At the end of the day, the IPIC offer was “clearly the best alternative.”

“We couldn’t find the wherewithal to continue the kind of growth internally that I would have liked to have seen us be able to do and to me that’s the biggest disappointment,” Lipton said.

But the clock was running down on Nova, which needed to raise $100 million by the end of February to meet its financing obligations.

Under the offer, IPIC, which has a portfolio of assets valued at $14 billion, has agreed to provide a $250 million credit backstop to give Nova sufficient liquidity going forward.

Lipton also said the deal gives Nova “both stability and long-term growth,” by preserving its independence as a chemicals and plastic company and retaining current senior management.

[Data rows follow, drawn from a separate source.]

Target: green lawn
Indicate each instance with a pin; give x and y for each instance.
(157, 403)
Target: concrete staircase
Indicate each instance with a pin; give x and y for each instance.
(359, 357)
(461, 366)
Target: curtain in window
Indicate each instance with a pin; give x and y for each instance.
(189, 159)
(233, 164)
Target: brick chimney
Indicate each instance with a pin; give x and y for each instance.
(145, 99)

IPIC Managing Director Khadem Al Qubaisi said the acquisition will “provide enhanced balance sheet strength for Nova Chemicals and facilitate Nova Chemicals’ growth internationally.”

The $6 a share offer was a 348 percent premium over Nova’s closing stock price on Feb. 20.

Split from TransCanada

It revives nostalgic and bitter memories for some of Nova’s emergence as a publicly traded company in 1998, after splitting from TransCanada, when its stock was worth $31.75, climbed to an all-time high in 2005 of $63.77 (well short of the $105 forecast for 2001 by TD Securities) then started its downward spiral, bottoming out at $1.38 in early February.

But the homegrown affection for Nova disappeared a decade ago when the corporate headquarters were moved to Pittsburgh — a decision that still makes little sense for a company that had its core operations in Alberta and Ontario.

Regardless of its location, Nova was criticized for its strategy. Jeffrey Zekauskas, an analyst at JP Morgan Chase, said in a report that it was unique among its petrochemical peers by not paying down debt “during the past few years of above-normal industry profitability.”

IPIC has already established a formidable base in Alberta and through an Alberta-based company. In 2007, one of its affiliates, TAQA, bought North Sea assets from Talisman Energy, swallowed Northrock Resources for C$2 billion in cash, scooped up PrimeWest Energy Trust for C$4.6 billion and paid C$540 million for the Canadian unit of Pioneer Natural Resources.

Next step government

Short of an unexpected counter-offer from any other companies in the troubled petrochemical sector, or a private equity firm, attention now turns to the Canadian government, which will review the IPIC offer under its recently introduced Investment Canada Act, which requires that the transfer of Canadian assets to foreign-controlled interests must be of net benefit to Canada.

That will matter to any of the proliferating state-owned companies eying a move into Canada’s natural resource world to buy themselves some added energy security. TAQA itself has declared its goal of establishing Canadian operations worth C$20 billion over the next five years.